Sorry for the lateness of this post – just got a chance to look at the app in more depth. The installation was more than I anticipated, taking longer & doing more than I expected. That’s because it installed the Windows 7 NFS client (?) (!). You can see it & uninstall if you want via Control Panel -> Programs and Features -> Turn Windows features on or off. wikipedia[.]org/wiki/Network_File_System
Starting iBoysoft Data Recovery also takes much longer than expected. During that time the app tries & finally succeeds communicating with 104.26.1.128 – an address hosted by Cloudflare that just shows restricted when you try to go there in a web browser. It opens 9 processes using local ports 111, 1058, 2049, 49208, 49209. A few of those ports are named “sunrpc” – a remote procedure call by Sun Microsystems -- wikipedia[.]org/wiki/Open_Network_Computing_Remote_Procedure_Call . Another few of those ports are named “nfsd” – “The nfsd filesytem is a special filesystem which provides access to the Linux NFS server” -- linux.die[.]net/man/7/nfsd . Eventually communication is established on local port 2049, named nfsd, local address 127.0.0.1, remote port 943, remote address 127.0.0.1 – local port 49208, Local Address 10.0.2.15, Remote Port 80, remote address 104.26.1.128 – local port 49209, Local Address 10.0.2.15, Remote Port 443, Remote Address 104.26.1.128.

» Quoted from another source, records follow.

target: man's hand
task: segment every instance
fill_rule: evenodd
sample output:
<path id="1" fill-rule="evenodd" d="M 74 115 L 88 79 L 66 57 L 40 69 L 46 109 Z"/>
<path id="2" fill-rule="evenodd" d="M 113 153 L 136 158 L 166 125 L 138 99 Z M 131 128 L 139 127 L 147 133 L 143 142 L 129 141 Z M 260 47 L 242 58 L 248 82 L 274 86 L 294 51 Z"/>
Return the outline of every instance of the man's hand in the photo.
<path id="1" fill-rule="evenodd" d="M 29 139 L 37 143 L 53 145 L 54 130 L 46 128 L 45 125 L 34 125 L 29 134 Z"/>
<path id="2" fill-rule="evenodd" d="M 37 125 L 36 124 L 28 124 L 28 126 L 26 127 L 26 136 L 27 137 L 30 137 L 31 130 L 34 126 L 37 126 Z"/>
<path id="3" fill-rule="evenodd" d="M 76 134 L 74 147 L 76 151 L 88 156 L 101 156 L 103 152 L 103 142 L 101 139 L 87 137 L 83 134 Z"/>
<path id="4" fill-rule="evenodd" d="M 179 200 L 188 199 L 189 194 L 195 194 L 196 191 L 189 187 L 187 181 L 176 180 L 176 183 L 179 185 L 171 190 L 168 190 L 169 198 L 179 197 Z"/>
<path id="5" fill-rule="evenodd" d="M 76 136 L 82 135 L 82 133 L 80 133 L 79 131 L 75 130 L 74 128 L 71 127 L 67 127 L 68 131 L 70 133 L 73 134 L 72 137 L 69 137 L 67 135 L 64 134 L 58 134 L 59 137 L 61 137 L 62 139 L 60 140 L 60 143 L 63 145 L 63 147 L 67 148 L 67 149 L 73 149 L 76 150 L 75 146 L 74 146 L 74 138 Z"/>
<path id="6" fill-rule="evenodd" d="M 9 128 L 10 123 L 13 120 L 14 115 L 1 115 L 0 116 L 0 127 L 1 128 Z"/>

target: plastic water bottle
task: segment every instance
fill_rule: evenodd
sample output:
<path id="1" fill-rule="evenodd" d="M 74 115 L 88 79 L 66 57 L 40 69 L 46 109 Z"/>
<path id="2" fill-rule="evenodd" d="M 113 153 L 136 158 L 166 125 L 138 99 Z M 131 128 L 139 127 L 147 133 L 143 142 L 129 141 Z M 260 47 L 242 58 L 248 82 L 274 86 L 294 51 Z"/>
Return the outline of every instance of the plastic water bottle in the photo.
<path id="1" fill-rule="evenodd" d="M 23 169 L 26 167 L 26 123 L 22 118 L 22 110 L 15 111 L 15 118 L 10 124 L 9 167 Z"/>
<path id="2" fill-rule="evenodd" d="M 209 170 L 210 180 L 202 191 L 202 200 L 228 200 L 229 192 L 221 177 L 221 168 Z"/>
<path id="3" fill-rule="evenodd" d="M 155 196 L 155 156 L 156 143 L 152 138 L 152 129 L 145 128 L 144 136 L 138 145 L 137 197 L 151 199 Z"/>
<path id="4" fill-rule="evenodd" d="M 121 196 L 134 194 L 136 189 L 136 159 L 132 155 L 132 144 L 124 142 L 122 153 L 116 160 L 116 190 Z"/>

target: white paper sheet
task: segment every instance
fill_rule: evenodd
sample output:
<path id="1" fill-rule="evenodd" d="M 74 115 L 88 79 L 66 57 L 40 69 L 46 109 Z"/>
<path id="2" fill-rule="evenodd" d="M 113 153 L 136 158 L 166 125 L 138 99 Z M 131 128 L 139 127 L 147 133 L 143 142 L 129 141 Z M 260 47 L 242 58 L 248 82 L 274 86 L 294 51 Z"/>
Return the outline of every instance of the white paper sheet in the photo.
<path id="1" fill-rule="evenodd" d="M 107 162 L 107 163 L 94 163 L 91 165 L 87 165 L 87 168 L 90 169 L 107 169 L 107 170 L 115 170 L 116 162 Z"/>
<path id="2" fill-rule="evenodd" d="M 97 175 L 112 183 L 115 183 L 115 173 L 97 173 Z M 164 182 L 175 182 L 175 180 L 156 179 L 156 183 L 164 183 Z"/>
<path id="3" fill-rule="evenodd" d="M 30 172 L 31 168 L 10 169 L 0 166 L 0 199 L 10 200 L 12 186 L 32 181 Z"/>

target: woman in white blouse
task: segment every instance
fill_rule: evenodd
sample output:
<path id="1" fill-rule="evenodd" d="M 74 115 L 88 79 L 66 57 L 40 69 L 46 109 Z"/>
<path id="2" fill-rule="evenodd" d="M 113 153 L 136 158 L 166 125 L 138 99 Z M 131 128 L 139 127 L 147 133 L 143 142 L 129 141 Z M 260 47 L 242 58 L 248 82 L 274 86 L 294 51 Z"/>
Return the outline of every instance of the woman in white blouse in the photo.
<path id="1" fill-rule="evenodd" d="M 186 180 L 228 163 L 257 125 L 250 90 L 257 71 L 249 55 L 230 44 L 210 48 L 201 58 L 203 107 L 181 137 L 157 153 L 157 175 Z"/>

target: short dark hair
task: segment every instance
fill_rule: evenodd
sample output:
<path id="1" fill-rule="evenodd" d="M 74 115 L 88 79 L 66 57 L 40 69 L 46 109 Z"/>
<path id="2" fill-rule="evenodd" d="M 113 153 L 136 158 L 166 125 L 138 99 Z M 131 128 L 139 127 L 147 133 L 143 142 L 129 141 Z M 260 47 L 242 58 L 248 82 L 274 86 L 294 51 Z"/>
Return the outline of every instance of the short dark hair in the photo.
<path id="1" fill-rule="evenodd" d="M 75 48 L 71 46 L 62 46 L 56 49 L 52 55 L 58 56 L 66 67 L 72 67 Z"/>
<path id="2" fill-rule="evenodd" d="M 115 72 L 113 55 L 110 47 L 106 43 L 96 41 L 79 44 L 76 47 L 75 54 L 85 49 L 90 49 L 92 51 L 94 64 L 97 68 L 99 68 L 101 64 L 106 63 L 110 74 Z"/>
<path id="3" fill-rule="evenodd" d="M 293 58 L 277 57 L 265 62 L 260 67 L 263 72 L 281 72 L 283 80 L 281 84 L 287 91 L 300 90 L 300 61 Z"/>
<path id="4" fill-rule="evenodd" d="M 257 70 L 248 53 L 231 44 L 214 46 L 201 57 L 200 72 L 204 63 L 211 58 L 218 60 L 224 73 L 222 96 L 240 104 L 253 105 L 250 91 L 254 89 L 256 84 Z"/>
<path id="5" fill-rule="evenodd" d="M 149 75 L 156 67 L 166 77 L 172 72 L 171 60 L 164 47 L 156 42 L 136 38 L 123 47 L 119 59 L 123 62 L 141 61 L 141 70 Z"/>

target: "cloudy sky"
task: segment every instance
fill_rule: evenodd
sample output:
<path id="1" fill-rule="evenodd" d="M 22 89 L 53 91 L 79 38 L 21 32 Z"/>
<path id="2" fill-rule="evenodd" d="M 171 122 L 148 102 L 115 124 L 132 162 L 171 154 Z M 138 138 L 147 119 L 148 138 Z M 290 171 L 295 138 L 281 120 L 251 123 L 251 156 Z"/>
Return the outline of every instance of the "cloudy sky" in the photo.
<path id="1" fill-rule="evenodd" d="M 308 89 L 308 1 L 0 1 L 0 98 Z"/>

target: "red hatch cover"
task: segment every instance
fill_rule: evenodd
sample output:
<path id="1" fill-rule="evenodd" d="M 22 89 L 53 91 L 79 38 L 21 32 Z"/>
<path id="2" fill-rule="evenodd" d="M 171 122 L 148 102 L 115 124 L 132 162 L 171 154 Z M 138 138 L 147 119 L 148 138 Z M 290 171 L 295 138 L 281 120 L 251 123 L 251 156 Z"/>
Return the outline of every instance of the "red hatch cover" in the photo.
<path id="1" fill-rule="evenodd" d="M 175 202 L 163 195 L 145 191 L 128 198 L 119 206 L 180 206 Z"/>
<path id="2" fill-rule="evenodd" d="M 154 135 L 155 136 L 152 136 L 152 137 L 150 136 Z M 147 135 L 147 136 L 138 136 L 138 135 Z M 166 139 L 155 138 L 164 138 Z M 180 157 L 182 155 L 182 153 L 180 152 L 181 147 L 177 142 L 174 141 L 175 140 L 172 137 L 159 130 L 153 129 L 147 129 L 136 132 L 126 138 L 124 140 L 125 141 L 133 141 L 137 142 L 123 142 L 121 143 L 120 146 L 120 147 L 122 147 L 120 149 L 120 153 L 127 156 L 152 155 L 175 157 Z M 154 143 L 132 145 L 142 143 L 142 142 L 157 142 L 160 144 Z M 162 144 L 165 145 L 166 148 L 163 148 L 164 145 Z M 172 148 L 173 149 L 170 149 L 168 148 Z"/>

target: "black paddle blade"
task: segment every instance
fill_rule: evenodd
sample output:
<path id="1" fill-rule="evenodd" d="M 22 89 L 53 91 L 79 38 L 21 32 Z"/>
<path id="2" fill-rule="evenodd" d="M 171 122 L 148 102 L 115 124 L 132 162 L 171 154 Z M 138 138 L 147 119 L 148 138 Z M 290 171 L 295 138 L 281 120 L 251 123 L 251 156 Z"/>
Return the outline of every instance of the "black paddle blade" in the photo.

I did not see any data transfers after that with the app sitting idle, but that doesn’t say much IMHO. With the NFS drivers & associated files added the Schema registry hive was more or less rewritten, with 70038 new registry entries – with that amount I can’t say what was in those added entries. Usually I’d assume it was nothing to worry about, but usually you don’t get stuff like NFS installed, or 9 processes opening 5 ports.